Microsoft launched a new artificial intelligence (AI) capability on Tuesday that will identify and correct instances when an AI model generates incorrect information. Dubbed “Correction”, the feature is being integrated within Azure AI Content Safety’s groundedness detection system. Since this feature is available only through Azure, it is likely aimed at the tech giant’s enterprise clients. The company is also working on other methods to reduce instances of AI hallucination. Notably, the feature can also show an explanation for why a segment of the text was highlighted as incorrect information.

Microsoft “Corrections” Feature Launched

In a blog post, the Redmond-based tech giant detailed the new feature which is claimed to battle instances of AI hallucination, a phenomenon where AI responds to a query with incorrect information and fails to recognise its falsity.

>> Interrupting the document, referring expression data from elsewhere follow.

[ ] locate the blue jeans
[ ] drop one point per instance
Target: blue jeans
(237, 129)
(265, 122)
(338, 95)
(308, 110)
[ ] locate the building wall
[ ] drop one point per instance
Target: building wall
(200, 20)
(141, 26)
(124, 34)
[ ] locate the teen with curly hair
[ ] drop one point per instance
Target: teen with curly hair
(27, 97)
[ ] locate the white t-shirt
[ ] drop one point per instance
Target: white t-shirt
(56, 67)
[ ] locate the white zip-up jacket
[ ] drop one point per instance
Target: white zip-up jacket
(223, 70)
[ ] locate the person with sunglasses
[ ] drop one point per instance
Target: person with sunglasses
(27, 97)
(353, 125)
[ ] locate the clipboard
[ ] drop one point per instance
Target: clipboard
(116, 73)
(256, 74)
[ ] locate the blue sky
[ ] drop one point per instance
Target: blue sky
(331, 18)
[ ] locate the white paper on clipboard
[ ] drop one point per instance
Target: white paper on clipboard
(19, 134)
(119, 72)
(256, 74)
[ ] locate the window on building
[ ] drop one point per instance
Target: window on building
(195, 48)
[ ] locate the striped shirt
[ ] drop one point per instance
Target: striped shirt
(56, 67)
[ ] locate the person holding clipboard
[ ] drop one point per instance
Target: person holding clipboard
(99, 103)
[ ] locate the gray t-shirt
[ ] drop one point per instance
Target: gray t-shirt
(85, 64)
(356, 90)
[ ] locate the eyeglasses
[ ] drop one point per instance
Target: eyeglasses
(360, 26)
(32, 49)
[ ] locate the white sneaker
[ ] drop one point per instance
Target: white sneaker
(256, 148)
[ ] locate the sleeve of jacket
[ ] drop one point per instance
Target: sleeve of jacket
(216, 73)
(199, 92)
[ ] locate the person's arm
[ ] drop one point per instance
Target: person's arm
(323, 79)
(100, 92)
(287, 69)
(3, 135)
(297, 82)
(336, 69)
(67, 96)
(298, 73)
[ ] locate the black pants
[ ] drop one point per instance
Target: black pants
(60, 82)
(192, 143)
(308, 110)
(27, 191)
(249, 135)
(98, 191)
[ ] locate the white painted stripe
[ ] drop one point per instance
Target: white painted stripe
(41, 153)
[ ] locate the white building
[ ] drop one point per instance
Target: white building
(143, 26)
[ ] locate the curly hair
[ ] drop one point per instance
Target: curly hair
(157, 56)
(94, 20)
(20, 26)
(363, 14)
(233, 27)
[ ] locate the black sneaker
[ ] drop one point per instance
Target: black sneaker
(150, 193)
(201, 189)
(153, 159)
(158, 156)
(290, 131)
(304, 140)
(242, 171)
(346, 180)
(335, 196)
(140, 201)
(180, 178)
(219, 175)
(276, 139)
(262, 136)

The feature is available via Microsoft’s Azure services. The Azure AI Content Safety system has a tool dubbed groundedness detection. It identifies whether a response generated is grounded in reality or not. While the tool itself works in many different ways to detect instances of hallucination, the Correction feature works in a specific way.

For Correction to work, users must be connected to Azure’s grounding documents, which are used in document summarisation and Retrieval-Augmentation-Generation-based (RAG) Q&A scenarios. Once connected, users can enable the feature. After that, whenever an ungrounded or incorrect sentence is generated, the feature will trigger a request for correction.

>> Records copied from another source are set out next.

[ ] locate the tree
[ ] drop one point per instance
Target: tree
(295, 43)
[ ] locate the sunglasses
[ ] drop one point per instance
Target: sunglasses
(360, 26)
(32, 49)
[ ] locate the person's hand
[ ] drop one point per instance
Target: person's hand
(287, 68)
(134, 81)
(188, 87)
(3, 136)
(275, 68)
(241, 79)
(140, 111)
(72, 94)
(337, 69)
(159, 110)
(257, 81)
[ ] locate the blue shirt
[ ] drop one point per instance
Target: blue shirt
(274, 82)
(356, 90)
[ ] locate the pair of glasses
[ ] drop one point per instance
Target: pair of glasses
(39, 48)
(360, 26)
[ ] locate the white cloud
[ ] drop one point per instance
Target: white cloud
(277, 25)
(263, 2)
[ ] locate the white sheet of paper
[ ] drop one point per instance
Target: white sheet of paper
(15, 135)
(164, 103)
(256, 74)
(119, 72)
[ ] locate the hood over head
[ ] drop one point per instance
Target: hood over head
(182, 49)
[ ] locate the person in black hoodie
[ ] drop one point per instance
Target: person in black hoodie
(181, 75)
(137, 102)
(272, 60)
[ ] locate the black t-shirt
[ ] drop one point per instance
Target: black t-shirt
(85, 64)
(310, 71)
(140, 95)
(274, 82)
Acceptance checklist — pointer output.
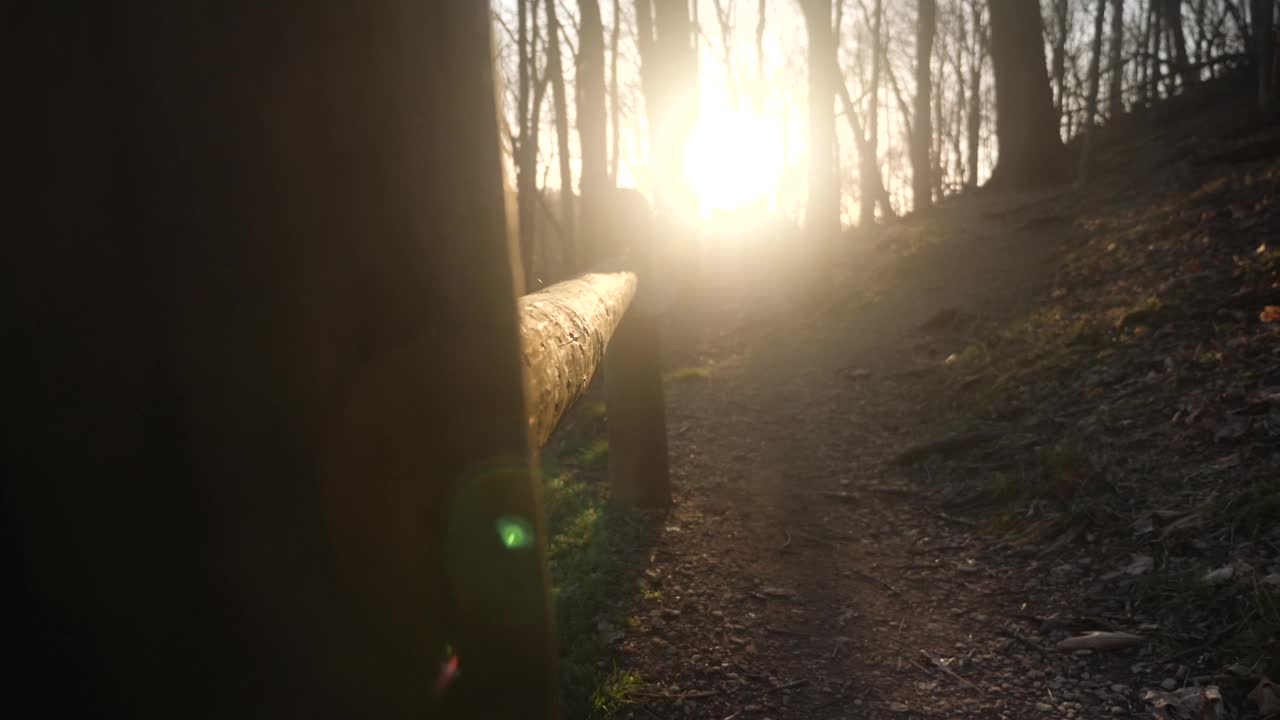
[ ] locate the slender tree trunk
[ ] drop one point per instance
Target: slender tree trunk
(1174, 18)
(822, 210)
(1115, 73)
(758, 95)
(293, 465)
(726, 27)
(1061, 27)
(1091, 101)
(1155, 24)
(526, 147)
(974, 115)
(922, 168)
(673, 106)
(645, 40)
(871, 186)
(592, 126)
(615, 108)
(1027, 130)
(568, 222)
(877, 190)
(1264, 44)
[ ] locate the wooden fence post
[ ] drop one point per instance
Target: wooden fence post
(274, 458)
(632, 369)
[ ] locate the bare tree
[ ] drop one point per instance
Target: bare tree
(922, 167)
(1091, 101)
(615, 106)
(822, 210)
(567, 224)
(1061, 28)
(1029, 146)
(1115, 62)
(1173, 14)
(759, 58)
(592, 123)
(723, 17)
(973, 126)
(525, 146)
(1264, 51)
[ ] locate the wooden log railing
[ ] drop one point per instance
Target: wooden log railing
(565, 333)
(273, 395)
(565, 329)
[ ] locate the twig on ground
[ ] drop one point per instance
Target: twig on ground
(964, 522)
(786, 686)
(950, 671)
(690, 695)
(786, 632)
(874, 579)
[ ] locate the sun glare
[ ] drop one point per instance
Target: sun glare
(734, 159)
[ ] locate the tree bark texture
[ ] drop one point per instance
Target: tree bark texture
(822, 210)
(274, 456)
(1091, 100)
(1029, 149)
(1115, 59)
(554, 67)
(592, 128)
(922, 167)
(565, 329)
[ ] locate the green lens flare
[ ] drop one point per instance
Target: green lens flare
(516, 533)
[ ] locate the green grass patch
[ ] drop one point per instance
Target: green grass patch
(597, 454)
(613, 695)
(590, 551)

Put simply, the grounding documents can be understood as a guideline that the AI system must follow while generating a response. It can be the source material for the query or a larger database.

Then, the feature will assess the statement against the grounding document and in case it is found to be misinformation, it will be filtered out. However, if the content is in line with the grounding document, the feature might rewrite the sentence to ensure that it is not misinterpreted.

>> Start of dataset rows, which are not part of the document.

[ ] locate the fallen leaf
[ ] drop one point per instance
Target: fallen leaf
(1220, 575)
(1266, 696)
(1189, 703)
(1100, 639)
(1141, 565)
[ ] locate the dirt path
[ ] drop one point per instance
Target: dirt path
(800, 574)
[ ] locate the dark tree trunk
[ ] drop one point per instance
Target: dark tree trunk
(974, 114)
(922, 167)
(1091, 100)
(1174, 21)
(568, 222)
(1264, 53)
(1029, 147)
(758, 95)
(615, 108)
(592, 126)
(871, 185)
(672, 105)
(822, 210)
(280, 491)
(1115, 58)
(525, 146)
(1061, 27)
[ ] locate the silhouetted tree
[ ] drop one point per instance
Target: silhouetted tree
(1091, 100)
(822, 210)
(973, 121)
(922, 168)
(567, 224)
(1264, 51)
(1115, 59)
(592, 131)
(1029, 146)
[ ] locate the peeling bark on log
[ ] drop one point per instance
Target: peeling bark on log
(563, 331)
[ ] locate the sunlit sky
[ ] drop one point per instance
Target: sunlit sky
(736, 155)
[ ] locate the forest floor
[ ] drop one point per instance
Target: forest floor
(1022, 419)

Additionally, users will also have the option to enable reasoning when first setting up the capability. Enabling this will prompt the AI feature to add an explanation on why it thought that the information was incorrect and needed a correction.

A company spokesperson told The Verge that the Correction feature uses small language models (SLMs) and large language models (LLMs) to align outputs with grounding documents. “It is important to note that groundedness detection does not solve for ‘accuracy,’ but helps to align generative AI outputs with grounding documents,” the publication cited the spokesperson as saying.